Optimism alone isn’t enough to make a start.

My observation is that leaders who understand and harness pace succeed. Great teams rarely get to  ‘urgent, don’t panic ‘ state (without a headwind) as they stay close to customers, the market and their data – constantly scanning for ways to add value incrementally and in groundbreaking ways proactively.

Silos kill alignment and generate waste. You need to review your operating principles and systems. Do you have clear standards? Do you expect folks to stand behind the agreed change or do you even inadvertently encourage dissent?

2. Build a guiding coalition

John Kotter warns of the hero leader who takes on or promotes change without gaining enough support. I imagine that in the ’90s more of us acted as heroes command and control leaders. We were undoubtedly trained and rewarded this way. Kotter advises not to go it alone.

2021 lens: Hero leaders should retrain or hand the baton to Servant Leaders, those that balance a concern for results AND relationships and with practice think ‘we before me’ as a default. Ensure you have a diverse cross-functional team that can collaborate and challenge in equal measure, co-creates and hold itself and your outcomes to account. Better still, have a customer panel. A.  re you delivering value for the customer or blind to their real needs?

Great change isn’t about doing to people but for them so engage, engage, engage, listen, listen, listen and cocreate for best results.

‘alone we go fast, together we go further’.

3. Form a strategic vision

The point that jumps decades with ease; woolly directives and project plans fail. So form a clear and compelling vision statement.

2021 lens: Keep it simple. The myriad of channels and opportunities to communicate should help but often don’t. Avoid lofty rhetoric, help folks join the dots and be honest when the change isn’t well, just that sexy.

Great leaders help everyone see the part they see in the vision by translating into outcomes. Outcomes have the magical ability to blur boundaries (in a good way) and dissolve silos.

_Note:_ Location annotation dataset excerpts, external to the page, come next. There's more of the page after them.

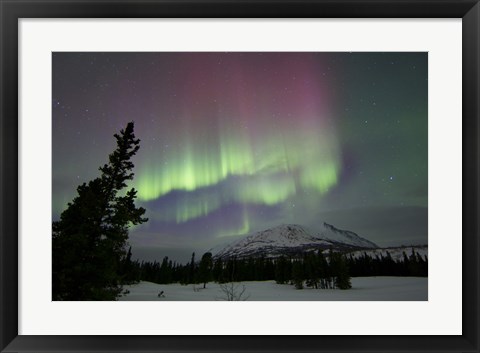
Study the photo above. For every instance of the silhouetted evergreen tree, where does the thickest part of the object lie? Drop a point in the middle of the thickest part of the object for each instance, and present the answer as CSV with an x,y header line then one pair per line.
x,y
89,240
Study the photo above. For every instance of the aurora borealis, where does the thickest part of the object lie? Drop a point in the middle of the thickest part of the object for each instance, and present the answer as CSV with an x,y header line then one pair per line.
x,y
233,143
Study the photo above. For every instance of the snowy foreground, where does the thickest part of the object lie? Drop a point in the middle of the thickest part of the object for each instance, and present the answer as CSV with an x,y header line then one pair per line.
x,y
363,288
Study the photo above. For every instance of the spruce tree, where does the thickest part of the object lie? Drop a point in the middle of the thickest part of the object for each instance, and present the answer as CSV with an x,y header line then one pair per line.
x,y
90,239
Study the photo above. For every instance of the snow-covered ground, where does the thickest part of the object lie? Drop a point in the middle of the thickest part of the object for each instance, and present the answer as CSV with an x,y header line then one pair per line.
x,y
363,288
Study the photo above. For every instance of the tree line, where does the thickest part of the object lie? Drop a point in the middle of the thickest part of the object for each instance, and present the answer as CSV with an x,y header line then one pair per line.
x,y
311,269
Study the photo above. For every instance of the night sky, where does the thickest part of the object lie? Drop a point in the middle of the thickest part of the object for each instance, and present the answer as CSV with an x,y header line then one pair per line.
x,y
233,143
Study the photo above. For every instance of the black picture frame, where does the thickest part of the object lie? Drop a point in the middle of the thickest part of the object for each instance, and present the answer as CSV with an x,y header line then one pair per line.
x,y
12,10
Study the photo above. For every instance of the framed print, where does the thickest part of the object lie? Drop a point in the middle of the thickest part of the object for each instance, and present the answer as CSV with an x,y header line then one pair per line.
x,y
316,163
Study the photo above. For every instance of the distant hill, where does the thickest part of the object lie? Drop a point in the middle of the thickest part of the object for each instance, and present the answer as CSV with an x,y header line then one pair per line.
x,y
291,239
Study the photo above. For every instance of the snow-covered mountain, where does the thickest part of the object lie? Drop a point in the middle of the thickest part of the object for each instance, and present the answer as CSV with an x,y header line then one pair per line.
x,y
292,239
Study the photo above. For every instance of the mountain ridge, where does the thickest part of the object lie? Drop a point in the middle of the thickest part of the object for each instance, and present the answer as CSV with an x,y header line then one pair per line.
x,y
291,239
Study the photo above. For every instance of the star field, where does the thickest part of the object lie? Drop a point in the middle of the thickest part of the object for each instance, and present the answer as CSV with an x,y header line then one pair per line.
x,y
233,143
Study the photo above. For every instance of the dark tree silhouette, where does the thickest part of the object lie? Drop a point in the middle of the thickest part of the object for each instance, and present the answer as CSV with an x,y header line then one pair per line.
x,y
90,239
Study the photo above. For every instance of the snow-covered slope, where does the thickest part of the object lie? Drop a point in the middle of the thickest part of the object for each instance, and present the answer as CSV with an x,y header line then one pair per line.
x,y
291,239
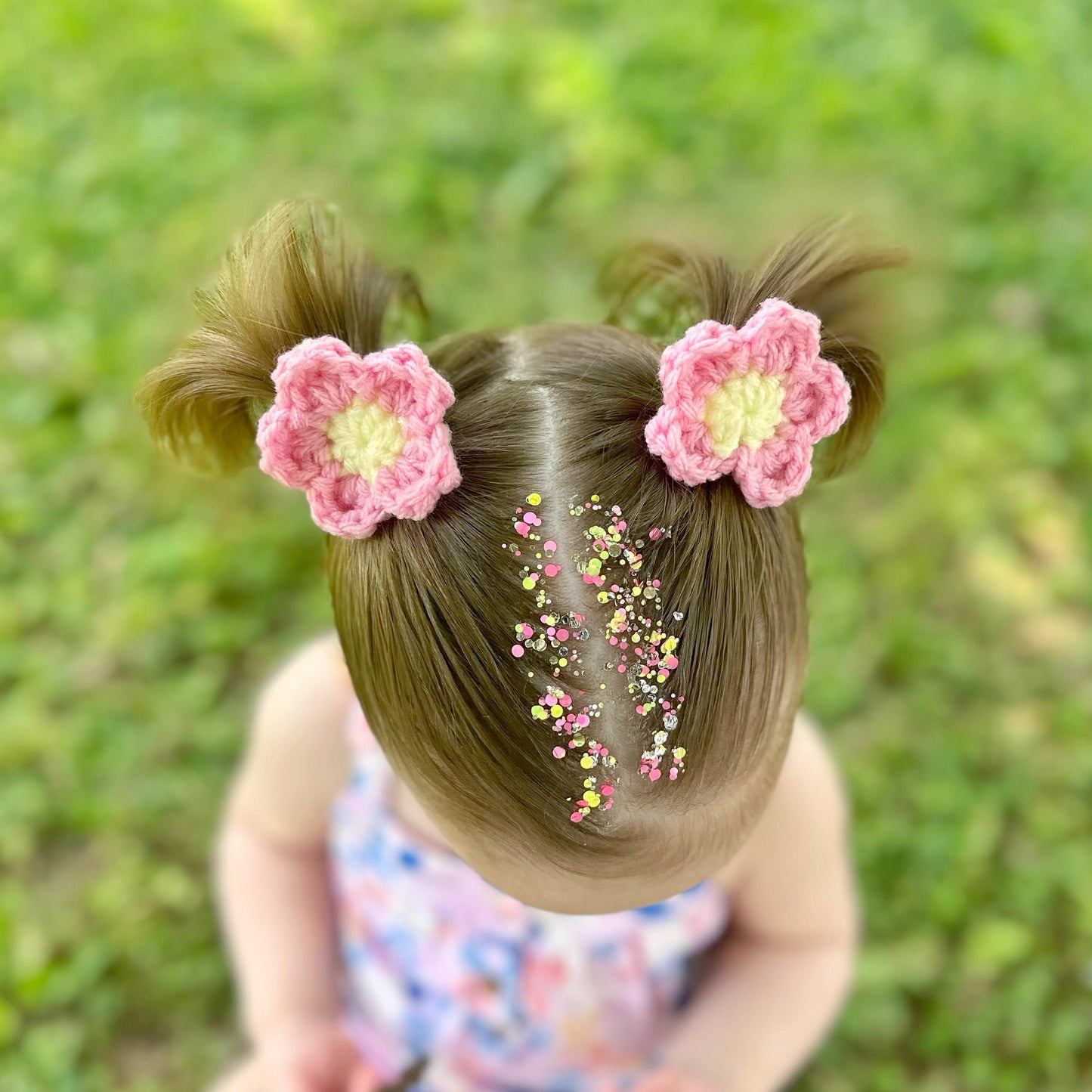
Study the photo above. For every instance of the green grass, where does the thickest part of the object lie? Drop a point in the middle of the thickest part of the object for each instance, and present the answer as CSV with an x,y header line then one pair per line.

Herb Kelleher of South West Airlines famously said ‘we have a strategic plan, its called doing things’.

4. Convey the new vision

JK’s 4th recommendation and one of the most powerful. He talks of the very real threat of under-communication. For me, that means poor messaging, poor cut through or lack of follow-through.

2021 lens: Read as dialogue over broadcast communication, read as deeds over words. Change is behaviour, behaviour is what we do daily.

Communication comes as deeds and words. So take the effort away from your messaging – keeping it simple means less energy used understanding the vision and more spent on delivery tactics.

We’re an increasingly cynical crowd to ‘message’ to. The latest Edelman Global Trust barometer reports a worrying ongoing decrease in trust across four institutions (NGO, Companies, Media, Government). Folks are rejecting rhetoric, false news and spin. Keep it simple, transparent and model what you say.

5. Empower others (remove impediments)

JK regarded bosses who wouldn’t change as the worse blocker. He saw lip service to change as common and deadly.

2021 application: Great teams know how to challenge effectively and flush out false harmony. It’s vital that teams practice saying the hard stuff, start small and build psychological safety. Great teams are just that, not a bunch of talented solo players.

Empowering others (distributing power and decision making) speeds up change and reduces bottlenecks.

How transparent is your work? Bottlenecks and impediments surface more easily and quickly when work is visual and folks are encouraged to speak up.

Great leaders do not deter and defer decisions.

6. Generate short term wins & 7. Sustain acceleration

In essence, build momentum and recognition into the plan. As John Kotter stated that transformational change takes time!

2021 application: Where to start…iterate, pivot, check and respond, be (not do) agile. Working iteratively is almost the norm, a huge leap from the way we worked in 1995. Being adaptive is vital and you know as well as I do that an iterative, adaptive approach underwrites success.

The very best teams I’ve worked with or known of think big and act small.

8. Institute change

The point made in 1995 was don’t celebrate too soon. Ensure change is embedded.

2021 application; Faint praise is rhetoric, I won’t repeat my point on the dangers of rhetoric.

We can certainly help change stick, the best way to do so is to start your change (and vison) with the end in mind, break it into smaller chunks/timeframes and create alignment to outcomes before you begin.

As a final point, I politely disagree – celebrate even small wins, life’s hard enough, we all need encouragement. Positivity is contagious.

Footnote  – the very sage David Wilkinson editor of Oxford Review recently unpicked the magic 84% quote which turns out to be an inference.